Possibly a better solution for your problem than rounding all numbers would be conditionally set the value to 0 if it's < 0.00000000005
if (num < 0.00000000005) num = 0;
Upvotes: 1
Reputation: 272517
There are lots of answers here suggesting that you do something along the lines of (x * 10^n) / 10^n
. However, this does not round to n
decimal places, in general.
Binary floating-point cannot exactly represent most finite decimal values, for example 0.1 would actually be 0.100000001490116...* So if your aim is to obtain an exact representation of a finite decimal expansion (for subsequent calculations), this approach will not work; it will merely give you the closest representable value to what you were aiming for. For exact representation, you would need to investigate a BigDecimal
library/class (the details of which will vary from language to language).

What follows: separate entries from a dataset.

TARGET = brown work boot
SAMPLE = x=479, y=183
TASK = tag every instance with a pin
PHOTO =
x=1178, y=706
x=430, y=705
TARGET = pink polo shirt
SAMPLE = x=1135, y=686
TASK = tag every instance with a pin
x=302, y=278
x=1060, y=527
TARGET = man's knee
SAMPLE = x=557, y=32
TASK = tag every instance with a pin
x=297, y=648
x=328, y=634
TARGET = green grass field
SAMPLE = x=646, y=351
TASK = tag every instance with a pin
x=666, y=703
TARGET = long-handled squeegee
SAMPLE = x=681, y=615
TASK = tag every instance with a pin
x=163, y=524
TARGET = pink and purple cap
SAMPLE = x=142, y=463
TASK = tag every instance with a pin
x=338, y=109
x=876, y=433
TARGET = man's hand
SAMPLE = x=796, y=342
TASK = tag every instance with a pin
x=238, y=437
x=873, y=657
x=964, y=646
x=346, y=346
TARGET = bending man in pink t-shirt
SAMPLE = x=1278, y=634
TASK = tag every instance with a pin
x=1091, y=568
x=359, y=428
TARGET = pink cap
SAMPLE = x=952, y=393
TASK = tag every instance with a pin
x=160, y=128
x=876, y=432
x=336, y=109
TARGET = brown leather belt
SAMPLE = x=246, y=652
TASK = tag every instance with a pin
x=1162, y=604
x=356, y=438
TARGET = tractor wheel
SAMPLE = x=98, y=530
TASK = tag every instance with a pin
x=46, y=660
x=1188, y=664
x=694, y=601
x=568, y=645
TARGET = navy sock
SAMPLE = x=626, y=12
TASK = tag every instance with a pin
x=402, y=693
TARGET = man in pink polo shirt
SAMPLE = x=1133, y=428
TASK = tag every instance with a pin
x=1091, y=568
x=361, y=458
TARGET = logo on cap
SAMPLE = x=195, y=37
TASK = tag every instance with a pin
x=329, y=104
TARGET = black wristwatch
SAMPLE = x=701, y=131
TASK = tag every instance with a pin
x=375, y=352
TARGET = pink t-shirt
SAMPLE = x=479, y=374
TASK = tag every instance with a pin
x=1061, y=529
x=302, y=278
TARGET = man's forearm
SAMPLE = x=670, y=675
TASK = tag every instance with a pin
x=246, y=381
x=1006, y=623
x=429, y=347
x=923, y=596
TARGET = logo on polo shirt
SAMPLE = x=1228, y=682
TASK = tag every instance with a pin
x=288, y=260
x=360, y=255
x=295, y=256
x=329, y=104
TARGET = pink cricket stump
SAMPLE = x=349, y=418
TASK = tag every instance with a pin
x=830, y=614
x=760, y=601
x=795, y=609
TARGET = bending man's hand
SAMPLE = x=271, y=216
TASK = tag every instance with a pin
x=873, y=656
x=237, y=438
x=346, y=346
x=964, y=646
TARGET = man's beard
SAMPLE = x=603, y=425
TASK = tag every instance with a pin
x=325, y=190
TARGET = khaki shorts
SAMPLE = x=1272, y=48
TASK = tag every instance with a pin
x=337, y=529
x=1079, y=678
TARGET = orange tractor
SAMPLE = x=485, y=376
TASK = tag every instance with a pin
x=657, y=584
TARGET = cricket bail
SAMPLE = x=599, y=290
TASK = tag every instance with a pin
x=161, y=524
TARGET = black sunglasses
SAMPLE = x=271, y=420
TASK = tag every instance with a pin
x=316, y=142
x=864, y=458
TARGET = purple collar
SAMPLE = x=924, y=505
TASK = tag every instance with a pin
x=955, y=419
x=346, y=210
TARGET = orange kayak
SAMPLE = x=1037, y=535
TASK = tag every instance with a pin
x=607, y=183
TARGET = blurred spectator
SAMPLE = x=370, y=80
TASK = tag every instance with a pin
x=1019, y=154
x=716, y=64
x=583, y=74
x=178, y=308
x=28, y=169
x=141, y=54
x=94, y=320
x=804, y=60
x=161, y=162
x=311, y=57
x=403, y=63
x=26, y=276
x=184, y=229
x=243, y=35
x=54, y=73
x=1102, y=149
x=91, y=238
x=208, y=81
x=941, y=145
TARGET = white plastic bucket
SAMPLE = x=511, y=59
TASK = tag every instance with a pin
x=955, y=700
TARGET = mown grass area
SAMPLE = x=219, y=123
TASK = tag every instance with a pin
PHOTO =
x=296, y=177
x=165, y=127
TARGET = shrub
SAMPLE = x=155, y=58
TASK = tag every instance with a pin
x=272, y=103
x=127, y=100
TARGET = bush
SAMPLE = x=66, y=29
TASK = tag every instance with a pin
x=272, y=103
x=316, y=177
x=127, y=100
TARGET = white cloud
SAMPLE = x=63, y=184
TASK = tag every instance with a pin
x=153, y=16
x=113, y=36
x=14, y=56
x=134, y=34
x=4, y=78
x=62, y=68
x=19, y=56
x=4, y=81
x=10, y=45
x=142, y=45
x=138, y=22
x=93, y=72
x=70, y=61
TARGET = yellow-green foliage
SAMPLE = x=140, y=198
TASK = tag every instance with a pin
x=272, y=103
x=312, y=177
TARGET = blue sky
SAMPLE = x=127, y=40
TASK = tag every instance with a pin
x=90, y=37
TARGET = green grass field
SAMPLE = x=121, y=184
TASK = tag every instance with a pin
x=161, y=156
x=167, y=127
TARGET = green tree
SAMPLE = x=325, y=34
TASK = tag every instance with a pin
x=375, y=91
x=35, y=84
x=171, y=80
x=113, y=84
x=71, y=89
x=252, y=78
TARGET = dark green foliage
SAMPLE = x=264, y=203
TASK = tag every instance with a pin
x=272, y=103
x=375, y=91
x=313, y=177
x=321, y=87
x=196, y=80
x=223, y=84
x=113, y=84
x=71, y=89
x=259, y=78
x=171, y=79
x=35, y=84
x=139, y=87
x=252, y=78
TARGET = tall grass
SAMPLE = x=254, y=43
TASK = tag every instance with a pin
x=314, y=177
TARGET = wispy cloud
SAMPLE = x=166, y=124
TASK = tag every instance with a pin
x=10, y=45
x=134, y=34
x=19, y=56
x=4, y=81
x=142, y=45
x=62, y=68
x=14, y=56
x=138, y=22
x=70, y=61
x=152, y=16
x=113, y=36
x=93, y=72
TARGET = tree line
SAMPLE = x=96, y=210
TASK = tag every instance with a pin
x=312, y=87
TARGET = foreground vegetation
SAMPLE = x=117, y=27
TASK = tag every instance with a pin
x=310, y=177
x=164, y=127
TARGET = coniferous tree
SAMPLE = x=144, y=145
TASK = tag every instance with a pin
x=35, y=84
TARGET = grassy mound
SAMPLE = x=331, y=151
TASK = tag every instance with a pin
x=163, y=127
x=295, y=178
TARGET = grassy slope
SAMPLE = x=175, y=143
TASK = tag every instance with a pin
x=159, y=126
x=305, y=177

However, if you only want to display values to 10 decimal places, then your language will probably offer something similar to C's printf("%.10f\n", x);
. This really will round to 10 decimal places for display purposes.
Upvotes: 3
Reputation: 533530
The simplest way to round to N decimal places is to use round, note this returns a long
so you must divide by a double value or you can get integer division.

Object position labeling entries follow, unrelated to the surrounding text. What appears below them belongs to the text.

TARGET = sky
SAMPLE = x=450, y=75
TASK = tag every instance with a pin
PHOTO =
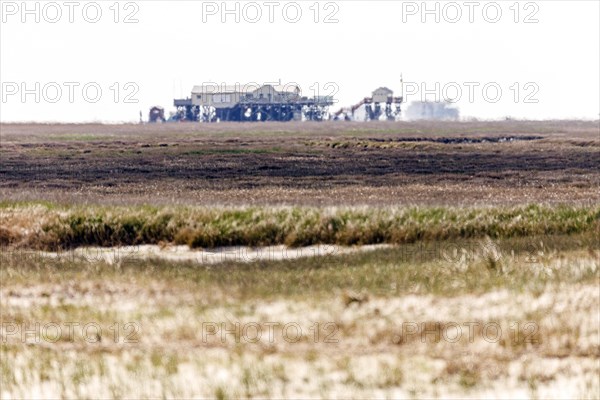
x=106, y=61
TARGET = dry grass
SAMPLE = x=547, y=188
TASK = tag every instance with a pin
x=546, y=309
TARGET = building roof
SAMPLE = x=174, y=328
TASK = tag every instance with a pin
x=248, y=88
x=383, y=89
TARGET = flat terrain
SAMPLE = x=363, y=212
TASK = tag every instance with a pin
x=485, y=163
x=325, y=260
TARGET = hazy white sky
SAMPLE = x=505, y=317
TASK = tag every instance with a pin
x=543, y=56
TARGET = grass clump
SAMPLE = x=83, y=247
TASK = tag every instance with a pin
x=55, y=227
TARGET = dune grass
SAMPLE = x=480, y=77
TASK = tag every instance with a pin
x=48, y=226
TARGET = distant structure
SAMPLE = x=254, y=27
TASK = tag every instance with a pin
x=428, y=110
x=156, y=114
x=381, y=104
x=213, y=103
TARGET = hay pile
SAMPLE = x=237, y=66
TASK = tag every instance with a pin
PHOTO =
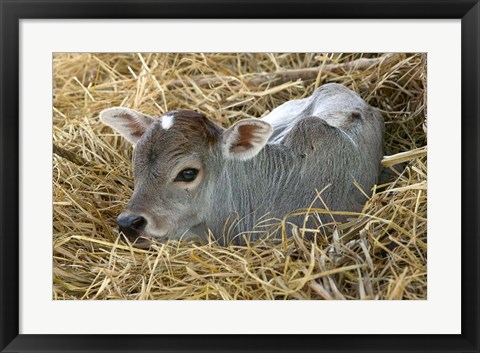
x=379, y=254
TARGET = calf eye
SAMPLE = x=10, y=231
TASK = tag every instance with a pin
x=187, y=175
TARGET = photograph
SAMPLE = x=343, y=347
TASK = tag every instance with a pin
x=239, y=176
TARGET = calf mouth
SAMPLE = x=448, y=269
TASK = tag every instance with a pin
x=142, y=243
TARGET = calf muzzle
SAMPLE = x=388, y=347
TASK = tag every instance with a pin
x=131, y=225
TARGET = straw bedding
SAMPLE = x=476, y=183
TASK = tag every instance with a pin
x=380, y=253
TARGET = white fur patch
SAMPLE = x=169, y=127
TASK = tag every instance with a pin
x=167, y=121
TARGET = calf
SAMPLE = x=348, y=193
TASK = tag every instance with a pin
x=191, y=175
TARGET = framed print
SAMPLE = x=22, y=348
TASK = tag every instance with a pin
x=238, y=176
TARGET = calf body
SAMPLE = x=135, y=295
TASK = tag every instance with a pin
x=192, y=176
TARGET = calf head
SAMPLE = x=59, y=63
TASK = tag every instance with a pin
x=177, y=160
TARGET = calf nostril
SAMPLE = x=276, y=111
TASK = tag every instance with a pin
x=132, y=224
x=138, y=223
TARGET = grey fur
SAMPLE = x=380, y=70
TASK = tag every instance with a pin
x=325, y=142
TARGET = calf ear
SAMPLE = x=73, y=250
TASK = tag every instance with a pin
x=130, y=123
x=244, y=139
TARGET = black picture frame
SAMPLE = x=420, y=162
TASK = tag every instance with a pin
x=468, y=11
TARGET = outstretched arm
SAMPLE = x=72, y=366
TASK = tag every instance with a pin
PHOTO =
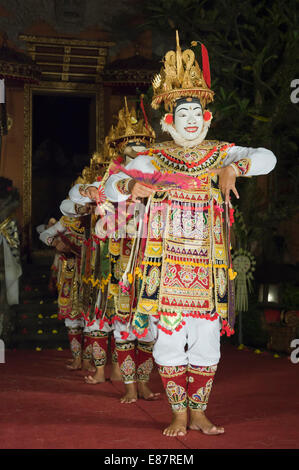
x=243, y=161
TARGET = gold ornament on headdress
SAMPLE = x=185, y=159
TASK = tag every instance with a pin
x=180, y=77
x=129, y=129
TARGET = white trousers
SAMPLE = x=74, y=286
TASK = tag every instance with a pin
x=197, y=343
x=149, y=338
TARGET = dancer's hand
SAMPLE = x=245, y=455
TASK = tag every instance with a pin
x=140, y=190
x=227, y=181
x=93, y=193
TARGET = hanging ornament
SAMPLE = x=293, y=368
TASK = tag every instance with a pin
x=244, y=265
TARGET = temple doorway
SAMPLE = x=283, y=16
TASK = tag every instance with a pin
x=63, y=140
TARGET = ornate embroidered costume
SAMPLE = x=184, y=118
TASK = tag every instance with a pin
x=184, y=256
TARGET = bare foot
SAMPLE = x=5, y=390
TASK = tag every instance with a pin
x=130, y=395
x=178, y=426
x=99, y=376
x=145, y=392
x=199, y=422
x=87, y=365
x=75, y=364
x=115, y=373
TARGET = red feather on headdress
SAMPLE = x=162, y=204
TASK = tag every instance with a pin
x=158, y=179
x=206, y=65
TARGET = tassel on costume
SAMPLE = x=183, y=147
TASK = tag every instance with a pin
x=174, y=379
x=145, y=361
x=200, y=381
x=126, y=355
x=75, y=336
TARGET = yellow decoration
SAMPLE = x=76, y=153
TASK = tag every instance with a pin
x=180, y=77
x=232, y=274
x=129, y=129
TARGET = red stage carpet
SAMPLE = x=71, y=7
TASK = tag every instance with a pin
x=45, y=406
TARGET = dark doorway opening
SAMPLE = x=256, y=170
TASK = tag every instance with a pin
x=63, y=140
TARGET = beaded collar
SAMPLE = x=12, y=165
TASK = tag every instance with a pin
x=209, y=154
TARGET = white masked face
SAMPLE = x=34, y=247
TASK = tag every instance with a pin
x=189, y=120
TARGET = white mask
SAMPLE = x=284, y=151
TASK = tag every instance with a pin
x=188, y=120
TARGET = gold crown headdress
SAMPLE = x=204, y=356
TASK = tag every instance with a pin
x=182, y=77
x=129, y=129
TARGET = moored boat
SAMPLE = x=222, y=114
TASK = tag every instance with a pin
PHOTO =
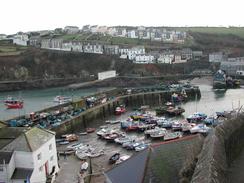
x=172, y=135
x=120, y=110
x=114, y=158
x=62, y=99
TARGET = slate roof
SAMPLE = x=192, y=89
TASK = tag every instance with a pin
x=5, y=157
x=28, y=140
x=8, y=134
x=21, y=173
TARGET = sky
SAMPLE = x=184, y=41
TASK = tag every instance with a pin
x=32, y=15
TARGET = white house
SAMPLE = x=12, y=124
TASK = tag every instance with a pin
x=93, y=48
x=27, y=155
x=21, y=39
x=144, y=59
x=3, y=36
x=217, y=57
x=178, y=59
x=132, y=34
x=106, y=75
x=94, y=28
x=166, y=58
x=121, y=32
x=71, y=29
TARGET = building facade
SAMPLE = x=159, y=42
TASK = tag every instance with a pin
x=31, y=156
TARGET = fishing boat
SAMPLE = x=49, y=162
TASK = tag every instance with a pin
x=175, y=111
x=158, y=134
x=110, y=137
x=219, y=80
x=172, y=135
x=120, y=110
x=186, y=127
x=196, y=117
x=122, y=158
x=70, y=137
x=62, y=99
x=75, y=146
x=114, y=158
x=15, y=105
x=176, y=125
x=65, y=142
x=90, y=130
x=125, y=139
x=112, y=121
x=200, y=128
x=141, y=147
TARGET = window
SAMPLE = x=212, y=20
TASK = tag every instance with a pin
x=39, y=156
x=50, y=147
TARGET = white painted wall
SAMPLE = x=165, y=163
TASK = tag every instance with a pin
x=46, y=154
x=106, y=74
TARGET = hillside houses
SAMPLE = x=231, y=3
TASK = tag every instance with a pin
x=71, y=29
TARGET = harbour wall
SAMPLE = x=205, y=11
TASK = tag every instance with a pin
x=107, y=109
x=220, y=149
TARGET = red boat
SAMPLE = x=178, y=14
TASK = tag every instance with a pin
x=15, y=104
x=120, y=110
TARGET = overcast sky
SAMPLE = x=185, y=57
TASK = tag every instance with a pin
x=29, y=15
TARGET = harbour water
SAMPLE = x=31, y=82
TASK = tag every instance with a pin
x=35, y=100
x=210, y=102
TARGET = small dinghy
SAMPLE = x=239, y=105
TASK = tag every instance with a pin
x=114, y=158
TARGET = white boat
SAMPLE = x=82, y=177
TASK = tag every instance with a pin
x=62, y=99
x=122, y=158
x=158, y=134
x=176, y=125
x=112, y=121
x=185, y=127
x=155, y=130
x=141, y=147
x=200, y=128
x=172, y=135
x=75, y=146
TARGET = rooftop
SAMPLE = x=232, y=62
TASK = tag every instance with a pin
x=5, y=157
x=27, y=140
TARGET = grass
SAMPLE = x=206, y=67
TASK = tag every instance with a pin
x=237, y=31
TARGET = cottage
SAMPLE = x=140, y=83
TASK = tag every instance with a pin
x=186, y=54
x=111, y=49
x=217, y=57
x=27, y=155
x=121, y=32
x=93, y=48
x=71, y=29
x=232, y=67
x=46, y=43
x=3, y=36
x=133, y=34
x=197, y=55
x=35, y=41
x=56, y=43
x=144, y=59
x=94, y=29
x=178, y=59
x=21, y=39
x=165, y=58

double rounded = Math.round(d * 1e10) / 1e10;
Using 1eN notation makes it clearer how may digits you want to round to. To ensure you don't overflow you need a bounds check.
public static double round10(double d) {
final double factor = 1e10;
return d > Long.MAX_VALUE / factor || d < -Long.MAX_VALUE / factor ?
(long) (d < 0 ? d * factor - 0.5 : d * factor + 0.5) / factor : d;
}
Here I have used casting instead of rounding as it is almost as accurate but much faster.